いや、イレイナは震えてなどいなかった。弁当箱そのものが――弁当の中身が、なぜか震動していた。
かぱ、とお重のような見た目の弁当箱が開く。その奥、深淵と見紛う絶望の中身は、淡い黄色と赤色のマーブル模様をした物体Xだった。
「ええと、それは何、かな?」
「マッシュポテトでしょ。ネストが煮るところまでしてくれたんでしょ」
ネストの疑問に、イレイナは不思議そうに小首を傾げながら答える。瞬間、ネストとアンジェラの顔はこれ以上なく引きつった。
ここにきてようやく、アンジェラはネストの体調不良の真相を悟った。すなわち、食あたり。あるいは毒を食らったと表現してもいいかもしれなかった。

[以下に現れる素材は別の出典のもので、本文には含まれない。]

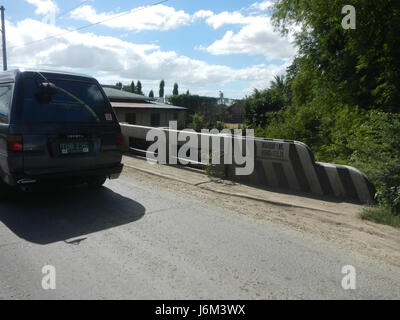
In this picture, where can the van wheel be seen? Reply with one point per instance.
(97, 182)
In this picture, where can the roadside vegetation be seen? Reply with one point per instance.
(341, 94)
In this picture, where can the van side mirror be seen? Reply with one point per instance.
(45, 92)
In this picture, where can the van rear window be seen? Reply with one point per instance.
(74, 101)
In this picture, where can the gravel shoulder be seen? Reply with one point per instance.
(337, 222)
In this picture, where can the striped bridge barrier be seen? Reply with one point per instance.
(282, 164)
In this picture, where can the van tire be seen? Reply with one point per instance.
(96, 183)
(5, 190)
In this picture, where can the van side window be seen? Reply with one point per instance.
(5, 102)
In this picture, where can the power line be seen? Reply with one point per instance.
(90, 25)
(77, 6)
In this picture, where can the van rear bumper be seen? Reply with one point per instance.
(111, 172)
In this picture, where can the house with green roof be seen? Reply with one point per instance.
(140, 110)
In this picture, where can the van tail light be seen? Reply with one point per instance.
(15, 143)
(120, 140)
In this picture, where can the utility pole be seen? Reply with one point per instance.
(3, 37)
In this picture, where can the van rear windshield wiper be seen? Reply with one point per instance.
(82, 103)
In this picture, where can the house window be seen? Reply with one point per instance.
(155, 120)
(130, 118)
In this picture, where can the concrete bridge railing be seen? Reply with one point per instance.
(284, 164)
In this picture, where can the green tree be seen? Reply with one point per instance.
(162, 86)
(260, 106)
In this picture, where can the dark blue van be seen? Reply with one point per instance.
(56, 126)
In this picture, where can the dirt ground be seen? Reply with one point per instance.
(343, 227)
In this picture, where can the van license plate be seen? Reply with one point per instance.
(74, 147)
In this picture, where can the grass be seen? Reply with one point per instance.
(381, 215)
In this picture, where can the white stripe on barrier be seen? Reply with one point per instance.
(309, 169)
(334, 179)
(270, 173)
(291, 176)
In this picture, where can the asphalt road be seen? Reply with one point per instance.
(135, 240)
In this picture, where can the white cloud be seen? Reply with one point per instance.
(256, 36)
(159, 17)
(201, 14)
(113, 58)
(262, 6)
(47, 8)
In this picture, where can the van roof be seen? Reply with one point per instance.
(10, 76)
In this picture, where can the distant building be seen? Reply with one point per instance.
(143, 111)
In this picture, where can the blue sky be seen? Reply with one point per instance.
(205, 46)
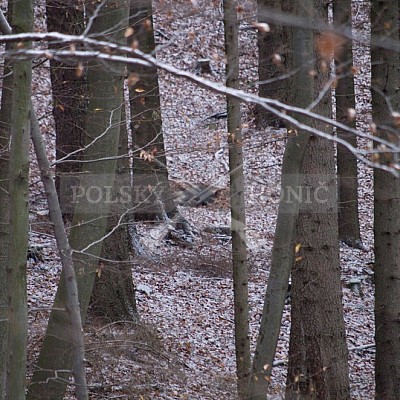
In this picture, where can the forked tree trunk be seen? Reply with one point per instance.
(22, 21)
(113, 298)
(385, 79)
(349, 226)
(237, 191)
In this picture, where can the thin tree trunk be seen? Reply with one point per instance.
(5, 124)
(385, 77)
(89, 223)
(113, 297)
(271, 63)
(146, 125)
(237, 188)
(62, 244)
(349, 226)
(318, 367)
(69, 89)
(22, 21)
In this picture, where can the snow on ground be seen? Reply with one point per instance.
(184, 346)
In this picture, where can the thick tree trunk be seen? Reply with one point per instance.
(318, 367)
(317, 354)
(90, 220)
(281, 264)
(149, 167)
(349, 226)
(22, 21)
(5, 124)
(237, 189)
(271, 63)
(385, 78)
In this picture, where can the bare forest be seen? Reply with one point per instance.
(199, 199)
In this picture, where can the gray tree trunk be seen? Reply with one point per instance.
(281, 263)
(385, 98)
(349, 226)
(22, 21)
(90, 221)
(5, 124)
(271, 62)
(69, 90)
(318, 367)
(237, 190)
(113, 297)
(146, 125)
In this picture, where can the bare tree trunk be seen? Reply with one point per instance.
(89, 223)
(72, 300)
(281, 263)
(5, 124)
(69, 89)
(113, 296)
(146, 125)
(22, 21)
(385, 101)
(62, 240)
(349, 226)
(237, 188)
(318, 367)
(271, 62)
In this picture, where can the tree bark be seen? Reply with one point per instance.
(89, 223)
(149, 173)
(22, 21)
(5, 124)
(281, 263)
(69, 89)
(113, 297)
(318, 367)
(271, 63)
(349, 226)
(237, 201)
(385, 98)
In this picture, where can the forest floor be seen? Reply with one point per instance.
(183, 347)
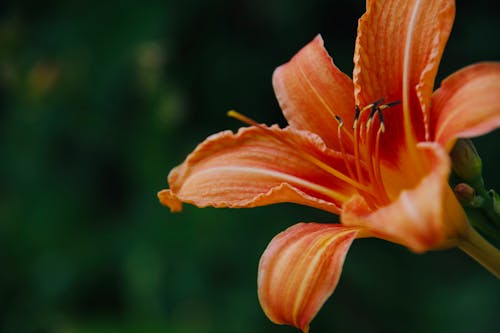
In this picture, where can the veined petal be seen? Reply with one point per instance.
(398, 49)
(421, 218)
(300, 269)
(311, 91)
(256, 167)
(467, 104)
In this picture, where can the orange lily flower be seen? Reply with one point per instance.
(372, 149)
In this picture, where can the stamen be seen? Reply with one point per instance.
(341, 144)
(356, 144)
(306, 155)
(376, 161)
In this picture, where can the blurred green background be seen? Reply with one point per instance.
(99, 100)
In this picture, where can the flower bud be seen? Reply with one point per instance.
(466, 162)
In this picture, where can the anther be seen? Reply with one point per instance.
(356, 116)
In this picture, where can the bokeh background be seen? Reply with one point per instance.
(100, 99)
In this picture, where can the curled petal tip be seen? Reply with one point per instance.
(300, 269)
(167, 198)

弁当箱の隙間から覗く、生物のように蠢く何か。それは少なくとも、アンジェラの目には「マッシュポテト」には見えなかった。
虚空を見つめながら、ネストが「美味しいよ。すごくおいしいよおじいちゃん」とつぶやく。亡くなったネストの祖父は名の知れた料理屋の店主だった。

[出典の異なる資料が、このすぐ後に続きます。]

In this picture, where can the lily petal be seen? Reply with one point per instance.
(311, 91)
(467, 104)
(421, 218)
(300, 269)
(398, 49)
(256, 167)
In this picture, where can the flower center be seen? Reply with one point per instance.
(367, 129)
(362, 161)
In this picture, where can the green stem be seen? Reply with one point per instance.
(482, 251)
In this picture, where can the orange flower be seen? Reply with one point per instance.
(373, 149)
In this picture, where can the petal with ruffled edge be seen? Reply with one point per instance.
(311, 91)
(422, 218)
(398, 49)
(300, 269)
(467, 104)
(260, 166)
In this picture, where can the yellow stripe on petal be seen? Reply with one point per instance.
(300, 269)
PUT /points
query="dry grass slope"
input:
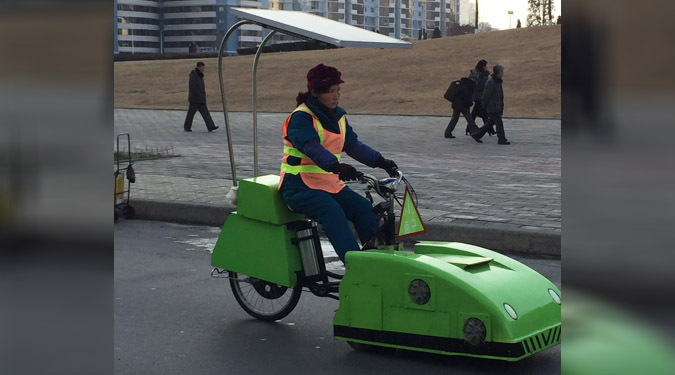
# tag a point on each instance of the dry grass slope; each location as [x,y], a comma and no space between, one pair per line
[377,81]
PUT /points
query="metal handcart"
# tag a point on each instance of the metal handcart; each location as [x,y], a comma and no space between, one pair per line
[124,177]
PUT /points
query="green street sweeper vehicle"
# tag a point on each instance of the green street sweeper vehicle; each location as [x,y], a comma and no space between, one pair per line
[442,297]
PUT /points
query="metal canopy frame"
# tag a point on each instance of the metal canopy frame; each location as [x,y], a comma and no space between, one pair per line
[300,25]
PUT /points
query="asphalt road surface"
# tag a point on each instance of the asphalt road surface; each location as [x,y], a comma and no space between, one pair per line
[172,317]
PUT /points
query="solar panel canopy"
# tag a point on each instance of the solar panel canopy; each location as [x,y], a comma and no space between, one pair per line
[311,26]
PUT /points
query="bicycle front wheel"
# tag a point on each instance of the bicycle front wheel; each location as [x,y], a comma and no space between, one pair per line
[264,300]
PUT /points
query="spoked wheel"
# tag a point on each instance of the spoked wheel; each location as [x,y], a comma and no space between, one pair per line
[264,300]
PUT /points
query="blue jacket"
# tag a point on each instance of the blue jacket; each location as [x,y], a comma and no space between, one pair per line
[303,136]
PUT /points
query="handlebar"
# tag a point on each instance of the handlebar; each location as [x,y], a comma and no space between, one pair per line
[375,183]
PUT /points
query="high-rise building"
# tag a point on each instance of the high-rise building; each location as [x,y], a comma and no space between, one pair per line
[146,26]
[153,26]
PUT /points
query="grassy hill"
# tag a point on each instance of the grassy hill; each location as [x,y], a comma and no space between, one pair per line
[376,81]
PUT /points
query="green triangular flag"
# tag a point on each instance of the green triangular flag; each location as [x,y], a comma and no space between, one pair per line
[411,222]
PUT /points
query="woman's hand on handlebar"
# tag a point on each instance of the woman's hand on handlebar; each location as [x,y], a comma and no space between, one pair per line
[346,172]
[388,165]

そのつぶやきを聞き、アンジェラが慌ててテーブルに身を乗り出してネストの肩を揺さぶる。
「ネスト、ネスト!戻って来なきゃ!」
「はっ……そうか、地獄はここにあったのか」
いつの間にかネストの隣に座ったイレイナが弁当を開き、スプーンで中身を掬う。どうしてかゲル状に見える揺れるそれを見るネストの目から光が消える。
「ほら、ネスト。あーん」
かつてこれほど絶望的なあーんを見たことがあっただろうか――アンジェラはそう思いながら、ごくりと喉を鳴らした。惚れた弱みのせいか、ネストは抵抗することなく揺れる未知物体を口に入れ――
「ごはっ」
マーブル模様のゲルを口の端からこぼしながら、テーブルへと倒れこんだ。
「昇天するほど美味しかったの?もう、感想を言ってくれないと困るんだけど」
言いながら、イレイナはまんざらでもなさそうに笑う。
アンジェラは慌てて周囲を見回す。恐々とした面持ちでイレイナを観察していたいくつもの視線が、首を痛めるほどの勢いでそらされる。
「あ、よかったらどうです?」
改めてアンジェラを見たイレイナが、スプーンで掬った未知物体をアンジェラに突き出す。
アンジェラはここにきてようやく、自分がアンタッチャブルに触れてしまったことを悟った。
動かないアンジェラがあーんを恥ずかしがっていると解釈したイレイナが、容器ごとアンジェラの前に弁当を置く。
喧騒に満ちていたはずの冒険者組合内部が静まり返る。においだけで吐きそうな異物を前に、アンジェラはごくりと喉を鳴らす。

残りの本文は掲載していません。